North Coast, NSW

Malcolm Street — 2 November 2016

In some ways, the northern coast of New South Wales is overshadowed by the glamour of Queensland’s Gold and Sunshine coasts, but I suspected the area had plenty to offer. In order to confirm my suspicions, I borrowed an Integrity Lite Supreme motorhome from Paradise Motor Homes and spent several days travelling north from The Entrance to Tweed Heads, enjoying the sights along the way.


For no reason other than I have not been there for at least 20 years, I started my travels at The Entrance on the New South Wales central coast. The last time I was there, it was a pretty tired-looking town but I am pleased to report that has changed. I had a pleasant time enjoying a coffee by the water while watching the pelicans roosting on a sandbar. As anyone familiar with this area will know, there’s a special area devoted to pelican feeding, which happens at 3.30pm every day and draws quite a crowd!

The Entrance is quite busy with limited RV parking, but for those wanting to park close to town, there are some quieter areas just over the bridge.

Heading north, I made my way through the central coast towns of Toukley, Budgewoi and Lake Munmorah and up the eastern side of Lake Macquarie.

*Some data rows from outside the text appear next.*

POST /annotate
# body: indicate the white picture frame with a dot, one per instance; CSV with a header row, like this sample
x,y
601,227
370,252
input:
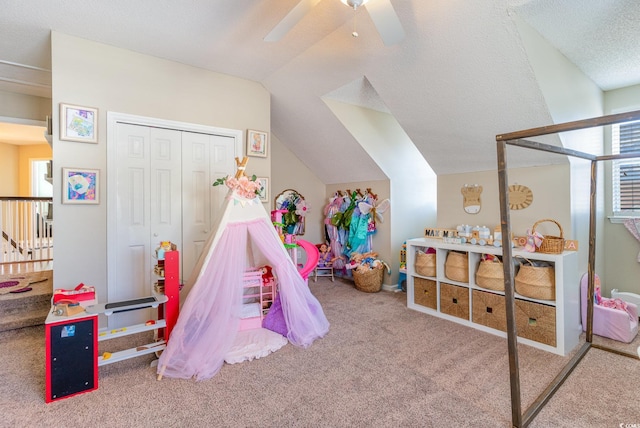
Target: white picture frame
x,y
80,186
78,123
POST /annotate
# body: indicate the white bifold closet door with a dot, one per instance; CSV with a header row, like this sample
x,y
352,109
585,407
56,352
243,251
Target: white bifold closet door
x,y
164,193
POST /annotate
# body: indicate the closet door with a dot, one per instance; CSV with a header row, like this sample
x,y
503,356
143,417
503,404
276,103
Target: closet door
x,y
205,158
149,210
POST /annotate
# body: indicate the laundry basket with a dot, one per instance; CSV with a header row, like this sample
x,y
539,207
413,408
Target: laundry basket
x,y
369,281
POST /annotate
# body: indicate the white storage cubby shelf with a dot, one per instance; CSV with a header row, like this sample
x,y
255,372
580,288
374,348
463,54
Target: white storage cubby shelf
x,y
551,325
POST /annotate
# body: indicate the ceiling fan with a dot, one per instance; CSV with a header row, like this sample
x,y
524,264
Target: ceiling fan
x,y
381,11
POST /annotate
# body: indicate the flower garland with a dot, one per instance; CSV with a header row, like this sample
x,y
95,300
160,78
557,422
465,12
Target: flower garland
x,y
246,187
296,208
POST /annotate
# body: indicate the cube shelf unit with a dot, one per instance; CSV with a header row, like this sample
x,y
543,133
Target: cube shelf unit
x,y
551,325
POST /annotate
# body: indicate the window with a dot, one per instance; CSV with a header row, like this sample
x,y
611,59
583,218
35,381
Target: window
x,y
626,172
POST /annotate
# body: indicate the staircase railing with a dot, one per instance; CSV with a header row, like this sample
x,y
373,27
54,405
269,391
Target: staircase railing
x,y
27,228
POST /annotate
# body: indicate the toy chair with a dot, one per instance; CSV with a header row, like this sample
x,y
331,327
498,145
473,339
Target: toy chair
x,y
325,263
614,323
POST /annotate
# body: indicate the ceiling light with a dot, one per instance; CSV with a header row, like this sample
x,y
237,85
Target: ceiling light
x,y
354,3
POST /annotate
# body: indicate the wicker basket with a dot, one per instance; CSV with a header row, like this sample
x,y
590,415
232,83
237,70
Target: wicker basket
x,y
369,281
490,275
456,267
537,282
426,264
550,244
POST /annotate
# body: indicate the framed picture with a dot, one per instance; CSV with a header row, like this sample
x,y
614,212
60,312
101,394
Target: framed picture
x,y
257,143
80,186
264,188
78,123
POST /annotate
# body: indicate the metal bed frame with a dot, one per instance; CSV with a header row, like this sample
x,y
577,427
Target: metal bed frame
x,y
519,139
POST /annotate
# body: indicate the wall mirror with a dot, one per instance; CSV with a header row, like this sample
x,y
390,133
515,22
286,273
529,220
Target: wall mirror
x,y
288,200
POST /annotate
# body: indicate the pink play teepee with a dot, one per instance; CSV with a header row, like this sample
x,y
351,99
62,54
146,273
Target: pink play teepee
x,y
209,319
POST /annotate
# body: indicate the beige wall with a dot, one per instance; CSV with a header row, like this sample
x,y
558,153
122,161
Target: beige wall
x,y
570,95
91,74
412,182
24,106
287,172
15,165
549,185
9,167
620,247
25,155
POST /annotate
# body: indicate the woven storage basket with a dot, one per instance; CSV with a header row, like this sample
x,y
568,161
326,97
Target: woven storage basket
x,y
550,244
456,267
426,264
537,282
536,321
490,275
369,281
489,309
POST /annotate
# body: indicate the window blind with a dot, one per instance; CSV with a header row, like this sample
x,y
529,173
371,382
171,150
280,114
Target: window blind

There are about four lakes quite close together here, so boating and fishing are popular activities. Aside from tourist attractions, the Belmont area has a number of RV dealers in the immediate vicinity, so it’s possible to check out the latest and greatest while you’re in the area.


Back on the motorway, a nice little diversion just north of Newcastle is into the Nelson Bay area on the south side of Port Stephens and then to Tea Gardens and Hawkes Nest to the north. It’s a charming area if you have a week to spare. Not so in my case, unfortunately!

My next little side trip was along the aptly named Lakes Way, which passes the Myall, Smiths and Wallis lakes, following a skinny peninsula through the Booti Booti National Park (NP) to Forster. There are lots of beaches and opportunities for bushwalking in the national parks around here. Keen photographers will find plenty of nice scenery, too, especially around the lakes, which are particularly lovely during the magic hours of the early morning and late afternoon/evening.


After having delayed too long over lunch, I was late arriving at my overnight stop at the Discovery Parks - Emerald Beach. The closing time was 6pm but a quick phone call ensured a key and boom gate access was left out for me. Some careful manoeuvering is required to get across a bridge and through the boom gate but, once through, it’s a great caravan park.

The park is right next to the beach, although it isn’t immediately obvious as there’s a screen of trees separating it. It was a great spot for an early morning walk and I made friends with the resident kangaroo along the way.


Not long after Emerald Beach, the Pacific Highway swings inland through Grafton (known for its jacaranda trees), then back toward the coast where the Clarence River meets the sea, bookended by the towns of Iluka and Yamba. This is the start of the aptly named Northern Rivers area and a bit further north, the construction zone that the Pacific Highway currently seems to be morphs into the Pacific Motorway.


From Byron Bay, it’s a quick zoom to the border towns of Tweed Heads and Coolangatta. This is a busy area, but if you fancy something a little quieter there are a few caravan parks along the coastal road between Kingscliff and Pottsville to the south. One of my favourites is the BIG4 North Star at Hastings Point. It has all the usual facilities but there’s also a fascinating Marine Environment Museum and if you have ever dreamed of running a caravan park, proprietor Ian Beadel runs a fully-accredited caravan park training school.

The Tweed Heads Border Monument marked the end of my north coast travels and after my trip I decided that you could take two days, two months or two years and you still would not be able to see everything this area has to offer!